I have since mellowed on that extreme position as I have mellowed on most things. It's quite disturbing, looking back, to see how similar my thinking was in my 40s to the way I saw the world as an adolescent. Perhaps I'm finally growing up. Or just giving up.
These days I favor an in-game economy with some form of fairly strict central control. I strongly admired FFXI's price mechanism in the brief time I played that game. Something like that would be my starting point. I also think it essential for the long-term health of an MMORPG that many desirable items (and probably services, too) should only be obtainable by the direct action of an individual player. They can be assisted by friends or guildmates or even strangers but they should at least have to be there when it happens.The idea that you can get anything you want just by doing the things you like is all too attractive on the surface. Who could argue against it? Not me. The problem is that, far from allowing players to do what they enjoy, it's a road that always leads to them doing what they think is the most efficient. Whatever brings in the most money for the time spent.

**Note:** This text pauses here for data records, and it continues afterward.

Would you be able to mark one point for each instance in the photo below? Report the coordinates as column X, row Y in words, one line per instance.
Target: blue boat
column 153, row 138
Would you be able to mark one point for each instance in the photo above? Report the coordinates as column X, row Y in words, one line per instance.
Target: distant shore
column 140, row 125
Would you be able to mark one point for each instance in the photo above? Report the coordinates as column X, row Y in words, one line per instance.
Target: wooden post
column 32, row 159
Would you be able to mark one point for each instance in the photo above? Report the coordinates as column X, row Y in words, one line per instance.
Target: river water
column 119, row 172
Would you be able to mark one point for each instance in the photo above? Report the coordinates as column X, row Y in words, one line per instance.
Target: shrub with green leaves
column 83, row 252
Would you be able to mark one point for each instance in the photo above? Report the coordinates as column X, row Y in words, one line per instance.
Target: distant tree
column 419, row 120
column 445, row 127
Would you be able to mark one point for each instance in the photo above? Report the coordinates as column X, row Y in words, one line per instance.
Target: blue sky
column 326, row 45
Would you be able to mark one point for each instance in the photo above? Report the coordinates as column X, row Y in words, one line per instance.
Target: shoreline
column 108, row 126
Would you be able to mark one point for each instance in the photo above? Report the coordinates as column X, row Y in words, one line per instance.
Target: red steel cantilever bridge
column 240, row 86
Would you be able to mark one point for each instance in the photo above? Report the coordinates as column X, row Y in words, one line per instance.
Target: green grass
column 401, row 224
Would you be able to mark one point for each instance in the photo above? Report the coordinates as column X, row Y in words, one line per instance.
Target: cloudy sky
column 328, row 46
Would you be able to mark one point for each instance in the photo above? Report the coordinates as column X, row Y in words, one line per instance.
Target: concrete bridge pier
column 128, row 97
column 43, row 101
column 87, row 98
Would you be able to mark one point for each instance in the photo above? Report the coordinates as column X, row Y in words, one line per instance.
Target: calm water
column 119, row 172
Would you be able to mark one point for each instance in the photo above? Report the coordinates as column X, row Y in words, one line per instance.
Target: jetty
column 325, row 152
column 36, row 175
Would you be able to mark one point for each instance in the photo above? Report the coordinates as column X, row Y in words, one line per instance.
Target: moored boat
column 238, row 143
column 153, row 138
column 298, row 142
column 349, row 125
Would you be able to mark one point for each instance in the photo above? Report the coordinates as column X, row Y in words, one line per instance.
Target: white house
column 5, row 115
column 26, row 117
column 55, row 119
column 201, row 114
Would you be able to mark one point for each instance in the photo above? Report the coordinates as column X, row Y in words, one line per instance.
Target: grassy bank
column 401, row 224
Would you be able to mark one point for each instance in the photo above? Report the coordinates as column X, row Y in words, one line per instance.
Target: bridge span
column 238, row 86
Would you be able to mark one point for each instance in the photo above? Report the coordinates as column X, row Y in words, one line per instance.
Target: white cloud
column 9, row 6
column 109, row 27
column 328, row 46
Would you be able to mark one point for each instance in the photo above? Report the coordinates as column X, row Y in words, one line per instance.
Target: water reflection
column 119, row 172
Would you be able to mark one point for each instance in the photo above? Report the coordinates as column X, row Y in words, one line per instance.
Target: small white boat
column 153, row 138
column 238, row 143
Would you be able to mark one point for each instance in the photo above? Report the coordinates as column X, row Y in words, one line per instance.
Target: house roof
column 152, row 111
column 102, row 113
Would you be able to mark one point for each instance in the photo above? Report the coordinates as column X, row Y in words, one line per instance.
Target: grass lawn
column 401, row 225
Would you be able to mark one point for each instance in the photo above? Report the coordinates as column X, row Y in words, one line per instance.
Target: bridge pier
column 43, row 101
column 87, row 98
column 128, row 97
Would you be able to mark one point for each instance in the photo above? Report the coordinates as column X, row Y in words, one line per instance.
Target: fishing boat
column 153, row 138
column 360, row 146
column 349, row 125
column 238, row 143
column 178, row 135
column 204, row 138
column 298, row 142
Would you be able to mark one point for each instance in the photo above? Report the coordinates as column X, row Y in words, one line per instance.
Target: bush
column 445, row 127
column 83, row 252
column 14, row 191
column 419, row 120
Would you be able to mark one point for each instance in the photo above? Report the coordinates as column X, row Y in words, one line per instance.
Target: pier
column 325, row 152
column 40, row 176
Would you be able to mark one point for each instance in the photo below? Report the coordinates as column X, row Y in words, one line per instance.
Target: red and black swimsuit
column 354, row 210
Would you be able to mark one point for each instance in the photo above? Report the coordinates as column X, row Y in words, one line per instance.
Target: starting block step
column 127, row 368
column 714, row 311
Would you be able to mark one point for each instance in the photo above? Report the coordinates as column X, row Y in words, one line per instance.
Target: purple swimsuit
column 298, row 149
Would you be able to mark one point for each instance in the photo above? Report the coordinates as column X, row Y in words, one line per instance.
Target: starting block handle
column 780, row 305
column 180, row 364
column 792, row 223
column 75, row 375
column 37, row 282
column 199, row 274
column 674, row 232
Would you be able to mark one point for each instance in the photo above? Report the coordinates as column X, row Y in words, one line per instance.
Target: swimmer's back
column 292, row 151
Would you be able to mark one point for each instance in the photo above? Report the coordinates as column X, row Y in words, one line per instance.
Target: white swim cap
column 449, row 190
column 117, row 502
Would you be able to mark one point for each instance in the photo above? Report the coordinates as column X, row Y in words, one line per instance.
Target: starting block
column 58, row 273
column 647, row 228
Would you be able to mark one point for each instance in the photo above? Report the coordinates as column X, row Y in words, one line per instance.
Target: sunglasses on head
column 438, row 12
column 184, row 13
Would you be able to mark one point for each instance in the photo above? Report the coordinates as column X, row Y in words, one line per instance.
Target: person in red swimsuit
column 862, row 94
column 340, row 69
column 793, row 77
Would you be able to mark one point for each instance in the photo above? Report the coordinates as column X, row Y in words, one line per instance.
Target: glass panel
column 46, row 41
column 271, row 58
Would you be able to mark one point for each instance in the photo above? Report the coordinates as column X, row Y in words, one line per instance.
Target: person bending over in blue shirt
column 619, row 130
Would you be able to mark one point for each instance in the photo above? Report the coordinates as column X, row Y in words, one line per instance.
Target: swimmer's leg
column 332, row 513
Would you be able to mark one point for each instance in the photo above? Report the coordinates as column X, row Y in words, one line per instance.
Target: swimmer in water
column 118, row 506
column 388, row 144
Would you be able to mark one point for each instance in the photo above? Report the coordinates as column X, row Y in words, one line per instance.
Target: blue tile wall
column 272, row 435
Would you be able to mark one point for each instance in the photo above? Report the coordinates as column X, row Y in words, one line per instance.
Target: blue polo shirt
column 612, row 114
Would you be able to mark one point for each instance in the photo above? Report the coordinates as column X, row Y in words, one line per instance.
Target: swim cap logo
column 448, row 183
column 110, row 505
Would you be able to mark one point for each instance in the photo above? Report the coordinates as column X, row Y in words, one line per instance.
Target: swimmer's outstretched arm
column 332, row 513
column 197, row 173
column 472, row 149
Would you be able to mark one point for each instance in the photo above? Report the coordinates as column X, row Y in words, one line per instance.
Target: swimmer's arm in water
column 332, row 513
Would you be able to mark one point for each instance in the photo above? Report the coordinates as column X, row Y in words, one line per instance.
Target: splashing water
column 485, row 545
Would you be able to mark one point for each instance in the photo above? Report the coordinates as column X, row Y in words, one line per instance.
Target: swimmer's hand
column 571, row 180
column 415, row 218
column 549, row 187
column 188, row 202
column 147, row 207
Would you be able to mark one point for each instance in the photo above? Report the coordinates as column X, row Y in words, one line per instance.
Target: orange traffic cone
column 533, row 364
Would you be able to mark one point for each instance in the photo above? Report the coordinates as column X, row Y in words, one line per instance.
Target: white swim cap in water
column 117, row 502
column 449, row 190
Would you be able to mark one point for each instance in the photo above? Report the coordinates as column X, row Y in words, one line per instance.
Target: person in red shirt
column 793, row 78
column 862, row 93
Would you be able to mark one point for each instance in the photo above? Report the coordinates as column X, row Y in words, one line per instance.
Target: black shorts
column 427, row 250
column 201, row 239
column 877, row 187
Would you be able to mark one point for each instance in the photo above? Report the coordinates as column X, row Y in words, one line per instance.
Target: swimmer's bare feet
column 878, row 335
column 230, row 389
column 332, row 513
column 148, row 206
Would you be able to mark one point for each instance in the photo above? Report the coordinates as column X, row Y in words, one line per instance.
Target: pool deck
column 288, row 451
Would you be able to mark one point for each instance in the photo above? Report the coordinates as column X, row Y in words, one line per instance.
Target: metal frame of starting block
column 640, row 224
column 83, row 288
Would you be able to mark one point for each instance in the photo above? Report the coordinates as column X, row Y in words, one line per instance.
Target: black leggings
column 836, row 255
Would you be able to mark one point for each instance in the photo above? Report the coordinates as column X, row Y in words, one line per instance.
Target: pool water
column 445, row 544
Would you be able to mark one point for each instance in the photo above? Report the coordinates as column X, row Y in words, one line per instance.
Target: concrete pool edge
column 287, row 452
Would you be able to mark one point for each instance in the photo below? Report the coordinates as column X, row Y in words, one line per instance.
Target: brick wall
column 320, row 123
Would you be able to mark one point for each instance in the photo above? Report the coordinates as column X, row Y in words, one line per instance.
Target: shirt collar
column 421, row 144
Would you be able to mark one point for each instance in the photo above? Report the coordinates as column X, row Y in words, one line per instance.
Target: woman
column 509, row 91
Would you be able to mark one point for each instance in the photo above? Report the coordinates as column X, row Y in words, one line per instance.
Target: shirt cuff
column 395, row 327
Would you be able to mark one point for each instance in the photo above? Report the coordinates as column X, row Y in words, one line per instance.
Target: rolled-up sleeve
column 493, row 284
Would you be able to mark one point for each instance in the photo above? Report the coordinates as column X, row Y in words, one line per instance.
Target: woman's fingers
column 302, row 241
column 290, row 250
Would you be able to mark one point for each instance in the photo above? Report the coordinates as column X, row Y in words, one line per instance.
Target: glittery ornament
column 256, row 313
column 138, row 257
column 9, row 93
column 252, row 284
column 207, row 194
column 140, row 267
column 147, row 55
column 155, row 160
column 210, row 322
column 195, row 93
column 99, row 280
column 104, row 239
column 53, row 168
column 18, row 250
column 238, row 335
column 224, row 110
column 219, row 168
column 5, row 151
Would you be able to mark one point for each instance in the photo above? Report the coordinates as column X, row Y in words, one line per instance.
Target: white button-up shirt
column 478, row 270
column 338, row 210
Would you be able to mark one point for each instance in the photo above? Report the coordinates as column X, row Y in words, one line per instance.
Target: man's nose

That in turn leads to an MMO in which normative gameplay largely consists of grinding or farming the same content long after it loses any flavor it might have had. We see this happen over and over. Players routinely end up skipping things they'd prefer to do because they don't bring in the same gold-per-hour. Instead they spend session after session on things that bore them so much they have to do them while watching Netflix on another screen. Eventually they either become so bored they leave or so burned out they turn into the kind of haters and trolls who can't help but use every available channel to badmouth the game that betrayed them and ruined their life - even as they go on grinding.
That is not my conception of immersive gameplay. Nor is it the kind of virtual world I could recommend as an imaginative and stimulating alternative to the non-virtual one in which we all already live.